Archon
Archon copied to clipboard
Discussion: Handling partial storage failures in document crawling
Context
During code review, we identified a potential silent data loss scenario in the document storage operations where chunks can be created but fail to store in the database, yet the crawl still returns as "successful".
Current Behavior
In document_storage_operations.py, when process_and_store_documents completes:
- Chunks are created from crawled content
- Storage to Supabase is attempted
- If storage fails (e.g., foreign key violations, database errors), the function still returns with
chunks_stored: 0 - The crawl appears successful to the user, but no data was actually saved
Potential Causes of Storage Failure
- Database connectivity issues - Supabase down, network timeouts
- Foreign key violations - Source record doesn't exist in
archon_sourcestable - Database constraints - Unique violations, row size limits, quota exceeded
- Data validation - Invalid JSON, encoding issues
Proposed Solutions
Option 1: Fail Fast (Recommended for production)
class DocumentStorageError(RuntimeError):
pass
# In process_and_store_documents, before return:
if chunk_count > 0 and storage_stats.get("chunks_stored", 0) == 0:
raise DocumentStorageError(
f"Failed to store any chunks for {original_source_id}: "
f"Created {chunk_count} chunks but stored 0"
)
Option 2: Enhanced Logging (Current approach for beta)
- Keep current behavior but add prominent warning logs
- Allows partial data collection during development
- Users can still get some data even if storage partially fails
Trade-offs
Fail Fast:
- ✅ Prevents silent data loss
- ✅ Forces immediate issue resolution
- ❌ Stops entire crawl on storage errors
- ❌ May be too strict during beta when we want to gather as much data as possible
Current Logging:
- ✅ Allows crawls to complete even with partial failures
- ✅ Better for beta testing and development
- ❌ Risk of unnoticed data loss
- ❌ Harder to debug storage issues
Decision for Beta
For now, we're keeping the logging approach to allow crawls to complete and gather as much data as possible during beta.

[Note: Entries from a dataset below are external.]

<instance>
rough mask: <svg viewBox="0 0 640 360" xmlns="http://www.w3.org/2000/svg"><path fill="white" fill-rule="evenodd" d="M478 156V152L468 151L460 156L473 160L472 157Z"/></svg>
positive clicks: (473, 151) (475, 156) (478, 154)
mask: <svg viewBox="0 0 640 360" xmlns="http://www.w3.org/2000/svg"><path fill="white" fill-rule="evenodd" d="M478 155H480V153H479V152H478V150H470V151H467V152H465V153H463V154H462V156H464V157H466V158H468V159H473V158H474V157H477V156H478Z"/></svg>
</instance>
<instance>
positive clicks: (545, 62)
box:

This should be revisited before production release.
Questions for Discussion
- Should we add a user-visible warning when chunks_stored < chunk_count?
- Should we set a threshold (e.g., fail if < 50% chunks stored)?
- Should this be a configurable behavior (strict vs permissive mode)?
- How should we handle partial batch failures vs complete failures?
Related PR: #514 (refactor-remove-sockets branch)